Ripken is almost 39, ancient in baseball years, and his contract expires at the end of this season. Soon after his father's death, injury forced him out of the game for the first time in his career, and he spent 22 games in the equally unfamiliar territory of the disabled list.

"I've always felt mortal," Ripken says. "It is strange how people refer to me within the sport.

"But the injury was a blessing in disguise. During the process of healing physically, I had a chance to heal mentally. It gave me time to deal with it personally."

Over the course of a few hours recently, Ripken, his wife, Kelly, and their young daughter talked about Ripken's other job, his other streak. For nearly 10 years now, he has been Cal Ripken, father -- of Rachel, age 9, and Ryan, age 6.

It is another job for which he must show up every day.

"I am very sensitive to the separation I experienced with my dad," Ripken says. It is a statement he repeats several times in a subdued, thoughtful conversation.

"Whatever I do in my next life has to be flexible. It is important for me to be there for Rachel's theater and Ryan's games. And to be there for the day-to-day stuff. That's the way it is with kids.

"You just have to be there."

That, too, is a lesson he learned from his often-absent father, whose long minor-league coaching career took him away from his wife, Vi, and the four Ripken children.

But the game that separated them would bring father and son together again. Cal Sr. was the teacher who instilled in his oldest son and namesake the precise discipline that helped him play just short of 15 uninterrupted seasons of major league baseball.

And he was Ripken's coach, manager and traveling companion for 11 years with the Orioles, until he was retired by the team in 1992.

"I feel a little alone," says Ripken. "You rely on your parents to be there as your safety net. As you get older, you need less and less from them. But you want to be around them because they are your parents. There is an emptiness now. A loss."

The death of their grandfather and the sudden presence of their father during baseball season this spring rattled the routine of two other baseball children: Rachel and Ryan.

"There was sadness in the house. The injury made things unstable," Ripken says. "When I left, they were afraid I might not come back. We had to work through that.

"Their security blanket got ruffled a little bit," he says. "It was up to me to straighten it out."

If you ask her, Kelly Ripken will say she has three children -- and that the tall, graying one is the most incorrigible.

"Typical male," says Cal Ripken's wife of 12 years. "He skates in and says, 'Hey I'm home,' and disrupts everything. I tell him, 'Hey, I have a system here and it's working.' I guess I want him to fall right into what I have already set up."
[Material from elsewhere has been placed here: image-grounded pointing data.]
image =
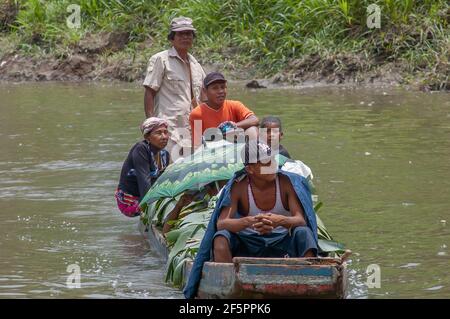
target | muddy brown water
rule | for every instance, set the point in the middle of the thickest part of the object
(380, 158)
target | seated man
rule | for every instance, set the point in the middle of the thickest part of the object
(273, 132)
(146, 160)
(205, 194)
(265, 218)
(219, 112)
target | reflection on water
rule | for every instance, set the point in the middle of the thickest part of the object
(380, 161)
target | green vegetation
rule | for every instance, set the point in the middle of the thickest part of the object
(266, 36)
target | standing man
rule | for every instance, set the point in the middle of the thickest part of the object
(173, 84)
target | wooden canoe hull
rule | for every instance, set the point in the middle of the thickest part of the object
(265, 277)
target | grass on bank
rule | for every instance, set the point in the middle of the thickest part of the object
(264, 34)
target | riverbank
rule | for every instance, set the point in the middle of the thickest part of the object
(278, 44)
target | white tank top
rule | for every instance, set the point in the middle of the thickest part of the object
(278, 208)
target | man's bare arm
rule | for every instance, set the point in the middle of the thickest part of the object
(149, 102)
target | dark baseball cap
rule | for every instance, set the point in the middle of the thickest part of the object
(213, 77)
(181, 24)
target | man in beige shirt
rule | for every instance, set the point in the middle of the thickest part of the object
(173, 83)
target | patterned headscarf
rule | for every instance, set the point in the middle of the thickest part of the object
(152, 123)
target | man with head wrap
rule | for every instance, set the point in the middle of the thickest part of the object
(146, 160)
(173, 83)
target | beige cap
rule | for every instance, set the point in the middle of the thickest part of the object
(181, 24)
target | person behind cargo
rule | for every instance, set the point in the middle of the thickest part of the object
(273, 132)
(265, 217)
(217, 112)
(146, 160)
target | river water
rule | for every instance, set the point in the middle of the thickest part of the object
(380, 158)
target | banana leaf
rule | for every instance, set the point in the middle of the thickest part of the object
(214, 162)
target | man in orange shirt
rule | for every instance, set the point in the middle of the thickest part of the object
(220, 113)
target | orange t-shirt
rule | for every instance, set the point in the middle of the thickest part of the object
(230, 111)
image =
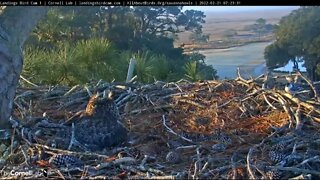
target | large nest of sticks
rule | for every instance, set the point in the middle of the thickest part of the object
(211, 129)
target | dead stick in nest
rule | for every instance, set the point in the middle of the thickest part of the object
(310, 84)
(250, 171)
(172, 132)
(294, 169)
(192, 103)
(70, 152)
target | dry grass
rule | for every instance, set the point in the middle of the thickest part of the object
(217, 23)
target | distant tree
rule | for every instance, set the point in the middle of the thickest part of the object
(260, 26)
(297, 37)
(15, 26)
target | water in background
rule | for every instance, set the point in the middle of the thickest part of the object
(248, 57)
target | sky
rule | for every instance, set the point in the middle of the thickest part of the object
(237, 8)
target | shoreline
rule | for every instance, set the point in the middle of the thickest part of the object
(205, 47)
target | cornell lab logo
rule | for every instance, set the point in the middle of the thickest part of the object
(15, 173)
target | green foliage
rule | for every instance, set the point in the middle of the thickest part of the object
(73, 45)
(150, 67)
(75, 64)
(297, 37)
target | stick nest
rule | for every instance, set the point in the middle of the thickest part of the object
(209, 129)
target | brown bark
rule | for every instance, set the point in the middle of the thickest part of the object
(16, 24)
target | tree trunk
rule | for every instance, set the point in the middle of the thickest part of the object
(15, 26)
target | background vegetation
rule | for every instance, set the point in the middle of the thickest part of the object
(73, 45)
(297, 39)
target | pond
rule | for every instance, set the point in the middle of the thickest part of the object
(249, 58)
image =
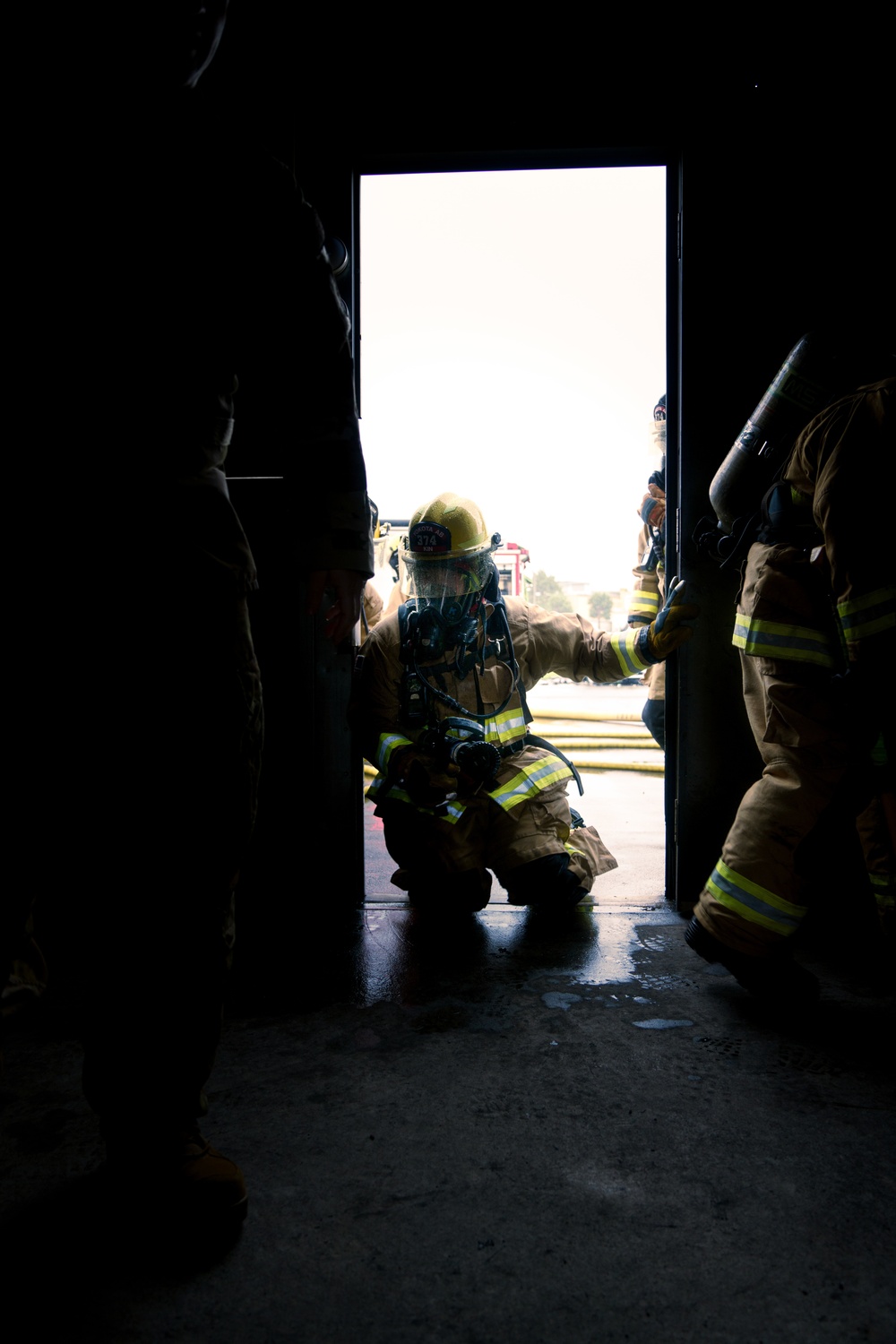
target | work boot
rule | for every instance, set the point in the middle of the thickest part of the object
(774, 978)
(177, 1177)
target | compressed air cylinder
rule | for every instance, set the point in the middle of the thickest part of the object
(814, 374)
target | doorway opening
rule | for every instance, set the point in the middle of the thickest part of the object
(513, 349)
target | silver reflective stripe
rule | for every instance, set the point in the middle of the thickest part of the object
(774, 640)
(530, 781)
(389, 742)
(625, 645)
(868, 615)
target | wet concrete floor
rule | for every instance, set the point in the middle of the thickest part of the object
(504, 1131)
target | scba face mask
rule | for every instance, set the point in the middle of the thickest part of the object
(440, 625)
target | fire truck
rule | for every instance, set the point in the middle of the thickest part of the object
(511, 559)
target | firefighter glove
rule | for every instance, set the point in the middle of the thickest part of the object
(672, 628)
(426, 780)
(653, 507)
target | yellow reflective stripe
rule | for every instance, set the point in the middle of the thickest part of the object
(625, 645)
(754, 902)
(389, 744)
(530, 781)
(452, 812)
(868, 615)
(777, 640)
(505, 728)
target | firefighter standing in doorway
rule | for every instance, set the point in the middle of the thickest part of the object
(817, 633)
(440, 704)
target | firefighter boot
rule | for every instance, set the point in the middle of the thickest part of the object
(544, 884)
(180, 1180)
(775, 978)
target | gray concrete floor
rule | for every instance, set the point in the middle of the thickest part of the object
(508, 1132)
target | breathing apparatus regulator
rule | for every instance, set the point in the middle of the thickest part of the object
(820, 368)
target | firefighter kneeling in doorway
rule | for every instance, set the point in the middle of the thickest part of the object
(817, 632)
(440, 704)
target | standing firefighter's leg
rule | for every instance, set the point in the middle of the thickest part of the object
(540, 857)
(758, 892)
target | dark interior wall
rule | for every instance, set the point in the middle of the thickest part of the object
(785, 222)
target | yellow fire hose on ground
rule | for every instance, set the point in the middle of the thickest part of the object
(594, 741)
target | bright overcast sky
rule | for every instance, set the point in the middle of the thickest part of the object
(513, 349)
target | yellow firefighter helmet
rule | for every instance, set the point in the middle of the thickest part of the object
(447, 548)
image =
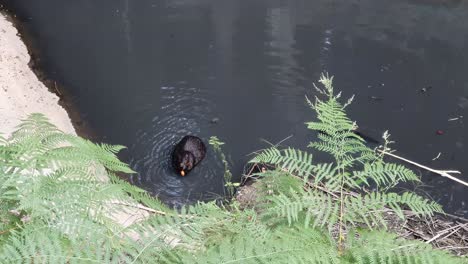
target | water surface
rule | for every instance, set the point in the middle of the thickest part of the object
(144, 73)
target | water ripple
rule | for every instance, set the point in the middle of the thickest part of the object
(183, 111)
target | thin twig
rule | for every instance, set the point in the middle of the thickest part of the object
(457, 227)
(444, 173)
(139, 206)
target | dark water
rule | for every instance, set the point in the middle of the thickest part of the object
(144, 73)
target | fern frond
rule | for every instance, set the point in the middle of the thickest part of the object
(293, 160)
(386, 174)
(370, 208)
(380, 247)
(313, 208)
(282, 248)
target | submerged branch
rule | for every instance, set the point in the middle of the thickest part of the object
(444, 173)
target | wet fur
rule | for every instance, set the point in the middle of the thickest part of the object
(187, 154)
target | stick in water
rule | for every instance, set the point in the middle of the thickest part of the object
(444, 173)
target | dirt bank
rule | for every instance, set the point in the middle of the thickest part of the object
(21, 92)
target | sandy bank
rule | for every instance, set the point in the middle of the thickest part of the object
(21, 93)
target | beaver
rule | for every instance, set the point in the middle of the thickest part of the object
(187, 154)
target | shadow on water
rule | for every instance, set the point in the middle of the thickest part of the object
(145, 73)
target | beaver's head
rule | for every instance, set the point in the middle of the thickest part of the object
(186, 163)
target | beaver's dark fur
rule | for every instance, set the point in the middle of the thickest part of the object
(187, 154)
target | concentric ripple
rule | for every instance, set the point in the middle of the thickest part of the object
(183, 112)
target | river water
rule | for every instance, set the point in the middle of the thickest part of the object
(144, 73)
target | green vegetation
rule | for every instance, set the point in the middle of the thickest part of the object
(61, 202)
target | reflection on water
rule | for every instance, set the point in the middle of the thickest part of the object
(145, 73)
But Kelly says her much-traveled husband hears the ticking of the clock each day of their children's lives. She hears it too.
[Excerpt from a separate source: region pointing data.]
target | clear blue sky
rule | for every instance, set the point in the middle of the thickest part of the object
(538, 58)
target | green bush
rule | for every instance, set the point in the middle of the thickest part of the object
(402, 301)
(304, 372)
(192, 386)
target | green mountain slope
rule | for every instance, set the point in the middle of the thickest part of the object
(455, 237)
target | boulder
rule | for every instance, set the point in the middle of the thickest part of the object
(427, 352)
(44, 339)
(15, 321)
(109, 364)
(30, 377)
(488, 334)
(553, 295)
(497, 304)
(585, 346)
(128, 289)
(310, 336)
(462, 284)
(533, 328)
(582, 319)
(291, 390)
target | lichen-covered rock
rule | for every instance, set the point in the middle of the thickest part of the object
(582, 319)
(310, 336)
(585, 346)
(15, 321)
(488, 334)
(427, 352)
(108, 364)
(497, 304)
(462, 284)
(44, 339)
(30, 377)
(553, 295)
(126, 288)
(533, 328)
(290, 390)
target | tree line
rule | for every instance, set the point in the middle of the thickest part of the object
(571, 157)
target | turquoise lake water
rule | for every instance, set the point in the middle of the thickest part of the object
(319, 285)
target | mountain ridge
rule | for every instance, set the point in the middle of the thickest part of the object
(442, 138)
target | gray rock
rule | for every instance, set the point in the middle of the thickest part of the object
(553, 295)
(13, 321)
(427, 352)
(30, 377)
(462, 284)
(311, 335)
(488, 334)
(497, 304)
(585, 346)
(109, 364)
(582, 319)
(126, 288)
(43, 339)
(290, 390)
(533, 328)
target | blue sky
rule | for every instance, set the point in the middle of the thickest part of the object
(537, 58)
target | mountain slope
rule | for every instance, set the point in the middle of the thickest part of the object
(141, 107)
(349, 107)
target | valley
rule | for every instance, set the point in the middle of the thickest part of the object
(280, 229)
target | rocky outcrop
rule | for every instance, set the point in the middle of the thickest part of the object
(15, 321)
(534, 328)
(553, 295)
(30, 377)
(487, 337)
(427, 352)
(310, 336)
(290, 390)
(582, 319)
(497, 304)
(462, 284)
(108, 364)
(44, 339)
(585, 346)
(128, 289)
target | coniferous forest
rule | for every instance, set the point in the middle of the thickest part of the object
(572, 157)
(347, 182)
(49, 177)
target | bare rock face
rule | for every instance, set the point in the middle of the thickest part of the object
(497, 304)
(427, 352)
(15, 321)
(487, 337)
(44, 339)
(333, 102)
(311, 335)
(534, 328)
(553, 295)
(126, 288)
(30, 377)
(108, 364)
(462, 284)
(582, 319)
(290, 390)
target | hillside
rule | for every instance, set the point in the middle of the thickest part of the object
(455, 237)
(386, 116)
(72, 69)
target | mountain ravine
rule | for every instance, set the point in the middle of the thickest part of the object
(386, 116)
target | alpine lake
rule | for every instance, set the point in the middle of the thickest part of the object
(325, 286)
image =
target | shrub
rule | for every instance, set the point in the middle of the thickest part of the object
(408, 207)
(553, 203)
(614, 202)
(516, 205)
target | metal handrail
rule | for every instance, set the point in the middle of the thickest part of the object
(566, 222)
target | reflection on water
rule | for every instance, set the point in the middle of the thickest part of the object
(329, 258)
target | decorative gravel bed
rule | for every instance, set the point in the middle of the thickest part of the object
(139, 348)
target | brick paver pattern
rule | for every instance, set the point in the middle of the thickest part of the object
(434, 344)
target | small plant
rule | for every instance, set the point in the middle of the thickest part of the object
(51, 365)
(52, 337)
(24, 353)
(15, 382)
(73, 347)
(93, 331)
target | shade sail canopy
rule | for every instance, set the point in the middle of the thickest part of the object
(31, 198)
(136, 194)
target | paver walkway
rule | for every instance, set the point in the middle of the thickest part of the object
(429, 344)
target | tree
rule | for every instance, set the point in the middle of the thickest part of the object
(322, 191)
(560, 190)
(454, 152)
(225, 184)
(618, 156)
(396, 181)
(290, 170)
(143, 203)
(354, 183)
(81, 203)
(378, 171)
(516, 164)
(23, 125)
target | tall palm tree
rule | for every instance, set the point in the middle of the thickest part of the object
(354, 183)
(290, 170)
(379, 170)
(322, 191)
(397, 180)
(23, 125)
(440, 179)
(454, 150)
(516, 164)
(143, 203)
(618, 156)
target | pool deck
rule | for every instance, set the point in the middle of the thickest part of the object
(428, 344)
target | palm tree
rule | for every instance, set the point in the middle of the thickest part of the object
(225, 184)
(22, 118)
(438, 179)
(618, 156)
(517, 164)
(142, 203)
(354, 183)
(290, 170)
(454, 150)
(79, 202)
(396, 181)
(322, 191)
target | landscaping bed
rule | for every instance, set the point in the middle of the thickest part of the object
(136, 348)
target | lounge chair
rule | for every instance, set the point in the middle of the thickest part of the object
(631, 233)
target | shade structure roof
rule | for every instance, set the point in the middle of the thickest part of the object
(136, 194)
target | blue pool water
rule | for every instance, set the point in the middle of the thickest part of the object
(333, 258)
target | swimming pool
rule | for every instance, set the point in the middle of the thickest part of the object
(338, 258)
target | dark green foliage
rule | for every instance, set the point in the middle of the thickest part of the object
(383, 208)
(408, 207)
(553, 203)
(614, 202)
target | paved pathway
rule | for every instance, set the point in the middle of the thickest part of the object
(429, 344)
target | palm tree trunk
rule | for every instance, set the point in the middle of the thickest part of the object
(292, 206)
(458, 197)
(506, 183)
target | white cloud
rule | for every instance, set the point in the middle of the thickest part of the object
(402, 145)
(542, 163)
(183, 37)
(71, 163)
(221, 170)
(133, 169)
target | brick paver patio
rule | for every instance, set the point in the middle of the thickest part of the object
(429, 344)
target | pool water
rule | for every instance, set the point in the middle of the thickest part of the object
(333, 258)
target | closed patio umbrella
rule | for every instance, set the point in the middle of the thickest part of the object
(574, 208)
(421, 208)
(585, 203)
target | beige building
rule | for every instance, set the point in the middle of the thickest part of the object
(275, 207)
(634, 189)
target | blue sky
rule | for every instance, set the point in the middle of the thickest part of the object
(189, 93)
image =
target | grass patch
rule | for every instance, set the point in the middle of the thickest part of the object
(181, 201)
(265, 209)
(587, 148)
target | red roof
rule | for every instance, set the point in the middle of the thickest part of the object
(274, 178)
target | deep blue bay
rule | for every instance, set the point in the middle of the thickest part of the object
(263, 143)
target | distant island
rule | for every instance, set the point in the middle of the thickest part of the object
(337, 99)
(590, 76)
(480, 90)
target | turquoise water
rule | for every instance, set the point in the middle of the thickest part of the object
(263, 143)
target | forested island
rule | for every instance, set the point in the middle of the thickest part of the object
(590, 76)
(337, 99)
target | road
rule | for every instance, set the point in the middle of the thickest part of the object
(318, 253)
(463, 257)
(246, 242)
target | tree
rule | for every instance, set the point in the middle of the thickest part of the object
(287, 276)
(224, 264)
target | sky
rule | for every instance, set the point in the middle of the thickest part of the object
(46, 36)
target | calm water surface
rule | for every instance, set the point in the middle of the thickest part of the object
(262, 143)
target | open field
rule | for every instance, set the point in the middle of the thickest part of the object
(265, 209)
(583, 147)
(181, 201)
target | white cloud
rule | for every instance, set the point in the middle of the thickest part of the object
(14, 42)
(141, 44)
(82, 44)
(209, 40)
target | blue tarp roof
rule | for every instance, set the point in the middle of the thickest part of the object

"I see it as he does," she says, "that you can't make up for lost time. If you miss the moment, you miss the moment. You can't make it up three months later. But you can make the most of it when you are here."

"I have an advantage my father didn't have," Ripken says. "I had kids later [in life] and I have more resources. But I want to make sure in my next life I have the flexibility to be there for my kids.